公式サイト:http://moviola.jp/sweetthing

■妻に捨てられ酒びたりの父が強制入院。身を寄せた母のもとで少女と少年が遭遇するトラブルと逃避行を、NYインディーズシーンを代表するロックウェル監督がモノクロとカラーを混在させた映像で美しく描いた。主人公ふたりは監督の実の子どもたち。クルーもNY大大学院生を使うなどインディーズの本領を発揮するなか、ウィル・パットンという名優をからませることで瑞々しくもプロフェッショナルな作品になっている。

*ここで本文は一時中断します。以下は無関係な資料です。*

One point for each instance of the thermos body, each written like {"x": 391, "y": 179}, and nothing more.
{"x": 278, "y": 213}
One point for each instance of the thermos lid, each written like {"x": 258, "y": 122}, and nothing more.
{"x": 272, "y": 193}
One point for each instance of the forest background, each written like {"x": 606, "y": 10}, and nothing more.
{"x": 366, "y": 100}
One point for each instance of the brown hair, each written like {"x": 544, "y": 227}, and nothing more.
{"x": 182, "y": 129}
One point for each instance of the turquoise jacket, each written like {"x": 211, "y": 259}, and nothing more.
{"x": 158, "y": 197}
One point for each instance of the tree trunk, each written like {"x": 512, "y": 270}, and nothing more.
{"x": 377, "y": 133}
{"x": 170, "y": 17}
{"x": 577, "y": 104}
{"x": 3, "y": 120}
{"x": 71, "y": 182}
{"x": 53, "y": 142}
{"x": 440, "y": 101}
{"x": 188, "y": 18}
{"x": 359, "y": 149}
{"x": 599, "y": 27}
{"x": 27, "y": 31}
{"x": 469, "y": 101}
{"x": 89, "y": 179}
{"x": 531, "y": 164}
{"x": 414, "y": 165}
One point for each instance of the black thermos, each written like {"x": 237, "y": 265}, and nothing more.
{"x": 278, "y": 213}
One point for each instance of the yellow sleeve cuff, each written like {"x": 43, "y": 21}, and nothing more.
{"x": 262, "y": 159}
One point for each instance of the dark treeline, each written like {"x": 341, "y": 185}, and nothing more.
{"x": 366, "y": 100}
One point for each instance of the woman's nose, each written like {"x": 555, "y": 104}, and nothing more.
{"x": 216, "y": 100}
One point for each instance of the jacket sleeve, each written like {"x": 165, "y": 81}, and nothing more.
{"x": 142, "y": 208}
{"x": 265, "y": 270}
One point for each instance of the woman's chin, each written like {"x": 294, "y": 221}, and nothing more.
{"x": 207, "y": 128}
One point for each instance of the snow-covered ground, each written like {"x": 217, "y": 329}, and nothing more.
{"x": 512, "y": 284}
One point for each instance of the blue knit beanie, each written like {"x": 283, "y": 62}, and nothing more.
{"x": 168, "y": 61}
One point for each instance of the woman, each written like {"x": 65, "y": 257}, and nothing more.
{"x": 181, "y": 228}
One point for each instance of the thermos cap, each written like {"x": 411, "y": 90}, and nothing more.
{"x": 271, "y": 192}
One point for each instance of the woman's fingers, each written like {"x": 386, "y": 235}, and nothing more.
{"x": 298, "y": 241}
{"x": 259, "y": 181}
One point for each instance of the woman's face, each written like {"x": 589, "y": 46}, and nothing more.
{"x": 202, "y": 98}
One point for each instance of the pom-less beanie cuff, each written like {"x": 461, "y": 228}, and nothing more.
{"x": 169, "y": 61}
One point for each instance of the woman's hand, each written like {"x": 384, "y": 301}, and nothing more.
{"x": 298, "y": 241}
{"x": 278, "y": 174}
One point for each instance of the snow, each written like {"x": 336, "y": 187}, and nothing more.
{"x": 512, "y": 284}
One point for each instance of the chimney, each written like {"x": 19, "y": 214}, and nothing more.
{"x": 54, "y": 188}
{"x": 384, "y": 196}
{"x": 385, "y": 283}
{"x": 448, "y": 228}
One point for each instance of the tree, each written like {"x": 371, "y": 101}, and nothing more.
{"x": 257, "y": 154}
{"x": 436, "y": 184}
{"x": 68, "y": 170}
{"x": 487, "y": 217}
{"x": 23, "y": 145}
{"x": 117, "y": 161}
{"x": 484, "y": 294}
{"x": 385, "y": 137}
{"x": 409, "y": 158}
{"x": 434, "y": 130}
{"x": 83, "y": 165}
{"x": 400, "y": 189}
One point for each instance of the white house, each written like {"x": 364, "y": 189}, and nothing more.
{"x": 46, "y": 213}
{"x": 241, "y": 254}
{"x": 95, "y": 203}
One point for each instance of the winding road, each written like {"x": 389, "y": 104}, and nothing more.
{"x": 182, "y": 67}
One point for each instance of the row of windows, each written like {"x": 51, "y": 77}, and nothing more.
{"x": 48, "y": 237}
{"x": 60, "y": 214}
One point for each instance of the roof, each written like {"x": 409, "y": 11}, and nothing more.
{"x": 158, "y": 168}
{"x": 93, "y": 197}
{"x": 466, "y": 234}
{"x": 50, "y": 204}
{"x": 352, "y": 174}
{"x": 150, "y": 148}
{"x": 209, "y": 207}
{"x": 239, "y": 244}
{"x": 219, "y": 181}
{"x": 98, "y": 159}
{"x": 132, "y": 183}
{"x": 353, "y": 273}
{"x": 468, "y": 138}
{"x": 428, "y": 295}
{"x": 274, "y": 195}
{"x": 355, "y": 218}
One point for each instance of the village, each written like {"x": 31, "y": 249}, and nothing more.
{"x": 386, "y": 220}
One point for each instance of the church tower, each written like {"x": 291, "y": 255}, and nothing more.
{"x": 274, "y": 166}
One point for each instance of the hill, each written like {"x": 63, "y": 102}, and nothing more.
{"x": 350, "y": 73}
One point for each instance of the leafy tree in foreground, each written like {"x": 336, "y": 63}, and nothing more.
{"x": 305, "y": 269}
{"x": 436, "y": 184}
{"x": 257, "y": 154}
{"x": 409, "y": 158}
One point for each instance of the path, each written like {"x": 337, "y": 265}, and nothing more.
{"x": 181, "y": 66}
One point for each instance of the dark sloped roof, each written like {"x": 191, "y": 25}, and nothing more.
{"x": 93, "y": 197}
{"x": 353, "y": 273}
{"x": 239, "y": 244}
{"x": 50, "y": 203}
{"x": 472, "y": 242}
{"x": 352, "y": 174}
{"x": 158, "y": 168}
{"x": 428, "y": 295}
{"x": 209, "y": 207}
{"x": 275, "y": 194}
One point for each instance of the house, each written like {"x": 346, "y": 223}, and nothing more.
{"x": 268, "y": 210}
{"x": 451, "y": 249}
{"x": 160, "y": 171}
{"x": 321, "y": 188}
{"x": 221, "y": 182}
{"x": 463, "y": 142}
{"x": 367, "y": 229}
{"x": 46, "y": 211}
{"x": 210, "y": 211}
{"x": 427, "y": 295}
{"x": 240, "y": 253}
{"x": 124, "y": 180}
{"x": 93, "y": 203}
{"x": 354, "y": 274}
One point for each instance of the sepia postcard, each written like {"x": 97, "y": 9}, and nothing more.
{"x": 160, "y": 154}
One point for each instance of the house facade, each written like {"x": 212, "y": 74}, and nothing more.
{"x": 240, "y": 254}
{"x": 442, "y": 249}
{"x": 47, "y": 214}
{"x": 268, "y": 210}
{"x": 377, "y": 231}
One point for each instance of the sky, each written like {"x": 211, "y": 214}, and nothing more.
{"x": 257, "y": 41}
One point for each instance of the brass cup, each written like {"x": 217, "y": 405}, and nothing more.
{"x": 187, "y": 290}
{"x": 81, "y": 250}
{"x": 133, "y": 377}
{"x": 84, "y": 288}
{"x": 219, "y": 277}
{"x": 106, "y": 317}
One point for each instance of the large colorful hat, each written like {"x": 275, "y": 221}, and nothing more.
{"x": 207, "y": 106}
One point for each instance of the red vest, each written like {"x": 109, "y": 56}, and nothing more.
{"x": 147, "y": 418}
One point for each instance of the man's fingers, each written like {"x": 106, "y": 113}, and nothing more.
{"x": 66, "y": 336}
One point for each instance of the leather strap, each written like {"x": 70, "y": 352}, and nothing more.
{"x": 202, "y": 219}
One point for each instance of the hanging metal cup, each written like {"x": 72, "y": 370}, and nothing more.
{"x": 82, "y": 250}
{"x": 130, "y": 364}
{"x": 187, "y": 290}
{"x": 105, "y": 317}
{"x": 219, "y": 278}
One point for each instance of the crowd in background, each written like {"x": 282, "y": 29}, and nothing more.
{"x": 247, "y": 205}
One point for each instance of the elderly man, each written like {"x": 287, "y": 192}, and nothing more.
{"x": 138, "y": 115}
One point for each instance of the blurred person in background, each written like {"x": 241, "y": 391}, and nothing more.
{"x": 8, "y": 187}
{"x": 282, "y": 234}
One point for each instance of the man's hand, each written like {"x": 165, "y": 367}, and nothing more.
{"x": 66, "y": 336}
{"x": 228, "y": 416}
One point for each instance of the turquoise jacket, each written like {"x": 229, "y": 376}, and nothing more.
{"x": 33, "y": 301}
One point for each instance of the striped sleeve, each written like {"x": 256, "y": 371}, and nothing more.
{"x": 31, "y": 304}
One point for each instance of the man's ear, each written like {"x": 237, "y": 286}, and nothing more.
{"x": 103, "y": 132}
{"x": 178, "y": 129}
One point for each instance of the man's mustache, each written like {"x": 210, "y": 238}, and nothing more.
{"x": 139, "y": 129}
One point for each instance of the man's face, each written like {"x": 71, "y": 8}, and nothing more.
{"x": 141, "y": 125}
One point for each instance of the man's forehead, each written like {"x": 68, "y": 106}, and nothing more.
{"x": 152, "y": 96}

■SYNOPSIS■ ふだんはひと一倍優しい父だが深酒をすると手におえない酒乱。ついに入院措置となり、残されたビリー15歳、ニコ11歳の姉弟は母のもとに身を寄せる。母の目下のパートナーはクラブの経営者だが、食事の席で母を侮辱しただけではなくニコにも暴力をふるい、さらには人目につかないところであるまじき行動に出る。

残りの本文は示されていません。